As luck would have it, I had planted three myself barely a month before, so was able to exclaim with sincere enthusiasm as well as dead-on accuracy:  "It's Helleborus multifidus subspecies hercogovinus" and just to keep myself humble, I could add, truthfully, "and they clearly aren't kidding about those multitudes of 'fiduses'.  What the hell's a fidus?"
I see that "fidus" in Latin means loyal, trusty, faithful.  Dogs are named "Fido" because that means "I will obey."  Well well.  And I see that there's the multifidus muscle, with loads of parallel strands of sub-muscles, each "sub" connecting this vertebra to its immediate neighbor on each side as well as a couple of other near neighbors up and down the line, group after group, vertebra after vertabra.  Spines are much more durably flexible because of the multifidus.

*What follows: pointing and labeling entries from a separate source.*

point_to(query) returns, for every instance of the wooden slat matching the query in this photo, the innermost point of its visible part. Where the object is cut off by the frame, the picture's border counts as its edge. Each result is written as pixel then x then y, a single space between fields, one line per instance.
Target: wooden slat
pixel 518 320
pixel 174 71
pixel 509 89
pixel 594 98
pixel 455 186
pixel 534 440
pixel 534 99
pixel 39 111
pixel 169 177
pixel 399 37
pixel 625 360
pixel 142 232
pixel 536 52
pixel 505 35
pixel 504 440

Thinking helleborically, then, a fidus is one strand of something that "stays faithful" to another fidus.  On this hellebore, each fidus would be each quill of the leaf, a multifidus the whole cluster of them (up to 180 a stem says the expert),  so stiff they aren't likely even to wave in the breeze, let alone tangle in it.  Each stays near its nearest neighbors—and only them—but keeping its distance all the while.  No entwining or knotting up like worms in the can. Click on the picture, and then click again to really zoom in. Those quills may be joined at the bottom, but they are resolutely independent thereafter. Well OK:  Glad we've got that all figures out.
When you've only seen a plant's picture before, not the plant itself, the 3D presence can be—damn well ought to be—a burst of information and affection on a much deeper channel or much higher plane, for a more direct penetration to that part of the brain that says, "Yes, this is what you've been waiting for".  Helleborus multifidus provides that 3D thrill, oh yes indeed.